Benefits of strength training

Strength training does more than preserve lean muscle mass, it has a range of benefits. Strength training helps to reduce body fat, it can boost your metabolism, increases bone density, and can raise energy levels. Strength training is an absolute win for anyone in their 40s because it targets the problem areas that can become serious health concerns as you age.

At home strength workouts

If you’re serious about preserving muscle mass and helping with the loss of bone density, then it’s a good idea for you to have the following:

  • Dumbbells
  • An exercise mat
  • Resistance bands

Alternatively, use a water bottle for your weights, that way you can choose how heavy/light you want them. Below are some at home strength training ideas

  • Lunges: Stand with your feet shoulder-width apart, step forward with your right foot, lowering your hips toward the floor until your right leg is at 90 degrees and your left knee is parallel to the ground. Hold for 5 seconds and repeat.
  • Weighted squats: Stand with your feet slightly wider than shoulder-width apart, hold your weights in each hand and lower your hips down into a squatting position. As you stretch back up to the starting position, lift your arms all the way into the air. Repeat 10 times.
  • Planks: Lie down on your front, place your forearms on the floor with elbows aligned beneath your shoulders, prop your legs up with your toes. Keep your palms flat on the floor and hold for 30 seconds.

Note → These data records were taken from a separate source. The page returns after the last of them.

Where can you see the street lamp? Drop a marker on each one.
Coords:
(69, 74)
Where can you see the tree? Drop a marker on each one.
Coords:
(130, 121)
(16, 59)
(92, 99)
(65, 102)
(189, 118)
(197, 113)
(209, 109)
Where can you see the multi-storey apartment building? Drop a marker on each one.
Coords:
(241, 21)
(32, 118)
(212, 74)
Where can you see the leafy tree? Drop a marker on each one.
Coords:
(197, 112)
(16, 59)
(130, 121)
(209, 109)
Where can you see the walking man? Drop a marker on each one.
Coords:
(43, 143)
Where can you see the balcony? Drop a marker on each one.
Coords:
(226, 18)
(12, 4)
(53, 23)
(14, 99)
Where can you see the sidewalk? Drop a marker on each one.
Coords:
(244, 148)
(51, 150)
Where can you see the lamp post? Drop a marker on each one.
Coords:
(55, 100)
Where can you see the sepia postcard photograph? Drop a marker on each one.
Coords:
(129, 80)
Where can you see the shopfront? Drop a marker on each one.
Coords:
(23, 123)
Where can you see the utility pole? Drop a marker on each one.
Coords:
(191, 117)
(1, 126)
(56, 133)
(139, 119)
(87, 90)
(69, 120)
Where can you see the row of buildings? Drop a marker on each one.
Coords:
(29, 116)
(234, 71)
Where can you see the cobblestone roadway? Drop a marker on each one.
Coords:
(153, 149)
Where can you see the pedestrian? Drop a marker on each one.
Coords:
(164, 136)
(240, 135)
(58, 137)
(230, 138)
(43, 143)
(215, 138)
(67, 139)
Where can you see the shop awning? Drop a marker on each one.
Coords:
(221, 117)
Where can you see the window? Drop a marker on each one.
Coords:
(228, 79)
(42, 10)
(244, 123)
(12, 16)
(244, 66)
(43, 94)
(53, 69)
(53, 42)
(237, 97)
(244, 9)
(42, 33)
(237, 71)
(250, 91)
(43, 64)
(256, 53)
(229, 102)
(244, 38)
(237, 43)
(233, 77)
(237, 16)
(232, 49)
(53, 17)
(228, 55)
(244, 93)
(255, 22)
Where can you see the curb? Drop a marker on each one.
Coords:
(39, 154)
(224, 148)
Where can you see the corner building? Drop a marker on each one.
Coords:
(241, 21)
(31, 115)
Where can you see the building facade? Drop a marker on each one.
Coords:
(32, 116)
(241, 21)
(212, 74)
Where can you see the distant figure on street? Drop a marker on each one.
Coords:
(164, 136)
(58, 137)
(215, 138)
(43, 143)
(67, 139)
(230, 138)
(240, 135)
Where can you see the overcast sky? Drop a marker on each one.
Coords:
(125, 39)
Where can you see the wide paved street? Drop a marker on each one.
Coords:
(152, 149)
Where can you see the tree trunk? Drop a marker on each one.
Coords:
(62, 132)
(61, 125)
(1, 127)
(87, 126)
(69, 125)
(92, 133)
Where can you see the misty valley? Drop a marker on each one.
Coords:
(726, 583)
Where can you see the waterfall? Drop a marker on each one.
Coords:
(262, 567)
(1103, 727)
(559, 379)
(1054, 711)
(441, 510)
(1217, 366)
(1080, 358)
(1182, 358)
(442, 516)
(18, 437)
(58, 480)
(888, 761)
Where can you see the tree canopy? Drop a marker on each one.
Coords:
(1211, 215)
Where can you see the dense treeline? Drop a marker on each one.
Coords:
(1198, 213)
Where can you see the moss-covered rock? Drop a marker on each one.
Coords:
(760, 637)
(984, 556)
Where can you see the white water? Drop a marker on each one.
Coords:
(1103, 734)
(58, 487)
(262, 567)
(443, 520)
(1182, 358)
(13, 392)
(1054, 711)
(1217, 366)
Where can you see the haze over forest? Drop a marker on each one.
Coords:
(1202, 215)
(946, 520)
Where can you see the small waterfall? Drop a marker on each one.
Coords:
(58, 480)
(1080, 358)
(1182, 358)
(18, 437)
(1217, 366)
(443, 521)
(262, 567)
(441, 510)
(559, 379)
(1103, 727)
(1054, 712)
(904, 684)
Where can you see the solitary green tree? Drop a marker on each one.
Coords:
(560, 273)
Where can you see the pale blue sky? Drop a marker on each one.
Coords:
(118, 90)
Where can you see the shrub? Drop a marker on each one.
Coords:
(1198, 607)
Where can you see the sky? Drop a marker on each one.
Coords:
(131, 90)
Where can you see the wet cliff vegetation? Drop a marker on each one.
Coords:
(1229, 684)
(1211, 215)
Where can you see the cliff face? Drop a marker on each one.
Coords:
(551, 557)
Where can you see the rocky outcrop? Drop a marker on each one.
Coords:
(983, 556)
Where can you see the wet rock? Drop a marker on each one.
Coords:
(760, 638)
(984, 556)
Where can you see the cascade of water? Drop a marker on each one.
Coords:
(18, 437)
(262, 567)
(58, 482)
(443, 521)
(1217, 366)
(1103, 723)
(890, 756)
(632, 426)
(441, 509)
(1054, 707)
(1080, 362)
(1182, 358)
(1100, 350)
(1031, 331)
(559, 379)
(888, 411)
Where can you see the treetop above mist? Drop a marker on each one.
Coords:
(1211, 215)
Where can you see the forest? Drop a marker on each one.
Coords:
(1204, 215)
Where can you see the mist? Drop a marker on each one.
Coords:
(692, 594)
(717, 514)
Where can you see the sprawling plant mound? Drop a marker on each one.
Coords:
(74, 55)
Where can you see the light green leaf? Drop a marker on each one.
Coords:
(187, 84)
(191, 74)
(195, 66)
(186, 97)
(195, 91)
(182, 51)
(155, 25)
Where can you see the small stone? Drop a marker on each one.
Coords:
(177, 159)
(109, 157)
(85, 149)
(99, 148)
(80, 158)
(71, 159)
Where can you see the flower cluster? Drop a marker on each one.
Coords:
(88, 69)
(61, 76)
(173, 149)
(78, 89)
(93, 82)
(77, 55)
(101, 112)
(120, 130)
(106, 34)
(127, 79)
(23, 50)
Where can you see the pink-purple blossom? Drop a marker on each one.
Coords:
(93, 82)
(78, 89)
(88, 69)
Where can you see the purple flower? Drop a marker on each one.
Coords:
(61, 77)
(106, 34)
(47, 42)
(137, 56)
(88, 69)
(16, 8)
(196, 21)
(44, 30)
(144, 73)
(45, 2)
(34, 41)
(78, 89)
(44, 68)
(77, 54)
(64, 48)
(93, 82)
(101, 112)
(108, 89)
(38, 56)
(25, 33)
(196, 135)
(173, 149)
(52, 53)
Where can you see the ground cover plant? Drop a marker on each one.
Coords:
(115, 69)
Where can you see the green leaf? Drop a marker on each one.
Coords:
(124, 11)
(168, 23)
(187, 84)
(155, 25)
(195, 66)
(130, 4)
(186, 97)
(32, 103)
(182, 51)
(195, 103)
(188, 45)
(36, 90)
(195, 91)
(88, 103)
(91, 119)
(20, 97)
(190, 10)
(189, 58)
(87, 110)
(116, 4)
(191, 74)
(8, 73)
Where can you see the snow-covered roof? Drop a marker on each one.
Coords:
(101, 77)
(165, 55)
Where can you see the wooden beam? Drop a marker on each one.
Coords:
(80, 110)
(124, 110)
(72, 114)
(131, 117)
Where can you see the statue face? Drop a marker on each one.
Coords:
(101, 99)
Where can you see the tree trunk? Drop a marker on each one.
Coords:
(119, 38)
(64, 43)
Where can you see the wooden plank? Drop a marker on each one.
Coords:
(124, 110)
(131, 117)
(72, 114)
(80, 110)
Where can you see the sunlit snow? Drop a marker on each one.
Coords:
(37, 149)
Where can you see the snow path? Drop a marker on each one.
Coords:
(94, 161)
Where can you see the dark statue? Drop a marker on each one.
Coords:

Eat earlier & sleep better

Alongside packing more protein into your diet, eat your meals earlier. You should have about a 3 hour gap between the time you ate your last meal to the time you go to bed. While eating before bed doesn’t have a direct correlation to weight gain, sleep does! Eating too close to bedtime can impact your sleep, and if you’re sleeping poorly then that can lead to weight gain. When we’re sleep deprived, our metabolism slows down, so aim to get your 7-9 hours of sleep every night.

Weight loss vs fat loss

Since you’re in your 40s, your muscle mass is declining, and when losing weight, you’ll want to target fat rather than muscle. You can’t pick and choose which parts of your body the weight falls from, but you can focus on different areas that encourage fat loss. Aim to eat low-carb, high-GI foods, and pair it with cardio. Cardio exercises are great for burning fat without losing muscle. To learn more, check out our blog about weight loss vs fat loss here.


Your body is going through a lot of changes, so you should expect your weight to fluctuate. Focus on fat loss rather than weight loss and choose the right foods.